# Walmart Great Value Sugar



## Dan the bee guy

Thanks for the info looks like I'm buying my sugar from a beekeeping freind that has a bulk food store it might cost a little more but he cares about what he sells.


----------



## AlbinoT

I bought some last week and the bees went through it in 3 days with no issues.


----------



## Scott Gough

That is very interesting Ray. I have never had to feed very much but have always used Aldi sugar. I just looked and it does not say anything about cane sugar in the package. I will keep an eye on it to see how well they take it this fall.


----------



## RayMarler

I just came in from checking on the feeder jars and am glad to see that they are all half empty or more. The last two rounds that I fed that great value sugar, the bees would not take it well at all, even after a couple days some quart jars were still over 3/4 full. I'll never buy sugar again that does not state on the package that it is pure cane sugar.


----------



## liljake83

Ray Costco 50 lb bags of c&h sugar are pretty affordable


----------



## jcase

liljake83 said:


> Ray Costco 50 lb bags of c&h sugar are pretty affordable


I noticed the C&H at costco are cheaper per lb in 25lb bags, oddly. Also easier for me to carry.


----------



## minz

We get 25 KG bags of organic sugar that is not fit for human consumption. It is brown in color and smells kind of like dirt or molasses sometimes when I mix it (broken bags and maybe some sweepigngs). I fill a bucket half full, hit it with a paint stirring drill until it is about the same level as the sugar (I understand it is about 2:3). I have put 200-300 lbs to them this last month due to our serious drought and they have no issues with it.


----------



## sc-bee

I e-mailed Kroger and asked about their $1.00 for 4lb sugar sale and asked beet or cane. My reply was it can be either depending on the supplier. So from what I gathered, if not marked cane sugar most likely beet...


----------



## rookie2531

Ray, are you heating the sryup on the stovetop?


----------



## RayMarler

sc-bee said:


> I e-mailed Kroger and asked about their $1.00 for 4lb sugar sale and asked beet or cane. My reply was it can be either depending on the supplier. So from what I gathered, if not marked cane sugar most likely beet...

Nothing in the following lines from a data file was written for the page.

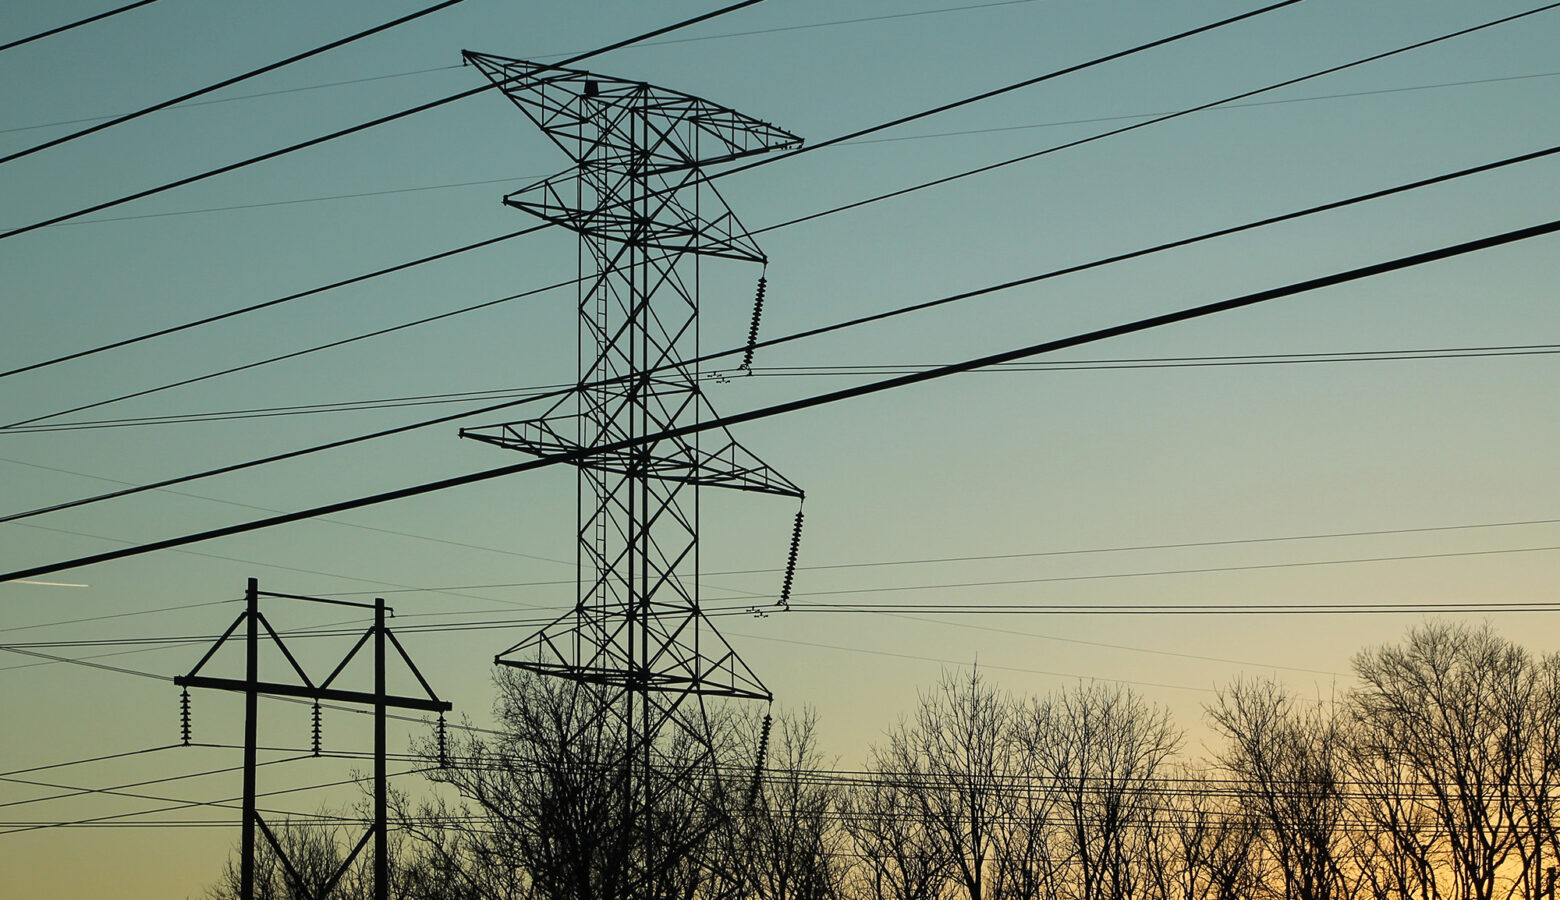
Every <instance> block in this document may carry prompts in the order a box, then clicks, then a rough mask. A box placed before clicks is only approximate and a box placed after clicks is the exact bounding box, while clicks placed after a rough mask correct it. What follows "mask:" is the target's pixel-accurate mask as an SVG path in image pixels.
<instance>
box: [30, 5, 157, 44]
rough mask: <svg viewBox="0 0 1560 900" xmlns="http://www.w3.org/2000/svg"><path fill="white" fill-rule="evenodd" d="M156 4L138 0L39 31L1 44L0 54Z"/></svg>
mask: <svg viewBox="0 0 1560 900" xmlns="http://www.w3.org/2000/svg"><path fill="white" fill-rule="evenodd" d="M156 2H158V0H136V2H134V3H126V5H123V6H119V8H114V9H109V11H106V12H98V14H97V16H87V17H86V19H76V20H75V22H70V23H66V25H56V27H53V28H48V30H47V31H39V33H37V34H30V36H27V37H17V39H16V41H11V42H8V44H0V53H5V51H6V50H9V48H12V47H20V45H23V44H31V42H33V41H42V39H44V37H53V36H55V34H62V33H66V31H70V30H72V28H81V27H83V25H90V23H94V22H101V20H103V19H108V17H111V16H119V14H120V12H129V11H131V9H139V8H140V6H147V5H151V3H156Z"/></svg>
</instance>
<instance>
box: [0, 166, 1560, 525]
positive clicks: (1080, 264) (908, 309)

That is what I am surmising here as well, if it does not say pure cane sugar on the package then it's more than likely to be from sugar beet.


----------



## RayMarler

rookie2531 said:


> Ray, are you heating the sryup on the stovetop?


No, just hot tap water out of the kitchen sink faucet.


----------



## DavidZ

same here noticed brown tint in August, also the bags are not to full weight, off by a pound or 2 now, feeling ripped off...half the hives take a gallon in a day, the other half are slowly taking the syrup.
Bags say "Pure Cane Sugar" on my pallet, and I highly doubt it's beet sugar, beet does not turn brown ime, and bees take beet syrup just as fast as cane ime. 

What I see plain as day is the amount of off color dirt in the bags that's my guess as to what's causing the brown.


----------



## Phoebee

We use the economy Walmart cane sugar in 25 pound bags. I have noticed the slight brown tint. I suspect they have just skipped one step in refining it from natural cane sugar, which is quite brown.

I've seen no evidence it harms the bees. We're advised against using brown sugar but this light tint can't amount to much. They seem happy to get it and have been thriving on our fall feedings of it.


----------



## FlowerPlanter

Been using Aldi beet sugar for several years now. Never had any brown tint. Quality control and walmart; words that are never used together. 

Wait for the once or twice a year sale and get it around .89 cents a four pound bag no limit.


----------